Increases in nuclear p65 activation in dystrophic skeletal muscle are secondary to increases in the cellular expression of p65 and are not solely produced by increases in IκB-α kinase activity

Abstract

Dystrophin-deficient muscle exhibits substantial increases in nuclear NF-κB activation. To examine potential mechanisms for this enhanced activation, the present study employs conventional Western blot techniques to provide the first determination of the relative expression of NF-κB signaling molecules in adult nondystrophic and dystrophic (mdx) skeletal muscle. The results indicate that dystrophic muscle is characterized by increases in the whole cell expression of IκB-α, p65, p50, RelB, p100, p52, IKK, and TRAF-3. The proportion of phosphorylated IκB-α, p65, NIK, and IKKβ, and the level of cytosolic IκB-α, were also increased in the mdx diaphragm. Proteasomal inhibition using MG-132 increased the proportion of phosphorylated IκB-α in nondystrophic diaphragm, but did not significantly increase this proportion in the mdx diaphragm.

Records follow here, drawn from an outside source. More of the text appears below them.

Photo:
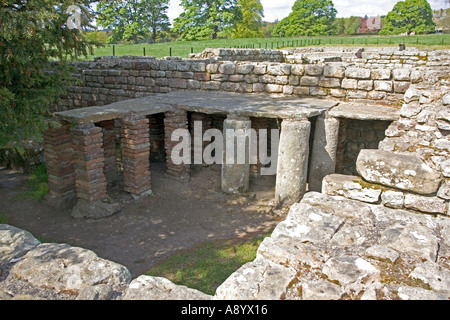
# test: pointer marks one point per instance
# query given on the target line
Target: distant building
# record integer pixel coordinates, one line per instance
(370, 25)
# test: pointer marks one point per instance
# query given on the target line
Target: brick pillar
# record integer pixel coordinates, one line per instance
(198, 145)
(172, 122)
(59, 159)
(135, 143)
(89, 161)
(109, 150)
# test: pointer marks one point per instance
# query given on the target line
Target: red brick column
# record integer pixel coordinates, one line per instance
(89, 162)
(59, 159)
(109, 149)
(135, 143)
(198, 145)
(172, 122)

This result suggests that phosphorylated IκB-α accumulates in dystrophic cytosol because the rate of IκB-α degradation is lower than the effective rate of IκB-α synthesis and phosphorylation. Dystrophic increases in SUMO-1 (small ubiquitin modifier-1) protein and in Akt activation were also observed. The results indicate that increases in nuclear p65 activation in dystrophic muscle are not produced solely by increases in the activity of IκB-α kinase (IKK), but are due primarily to increases in the expression of p65 and other NF-κB signaling components.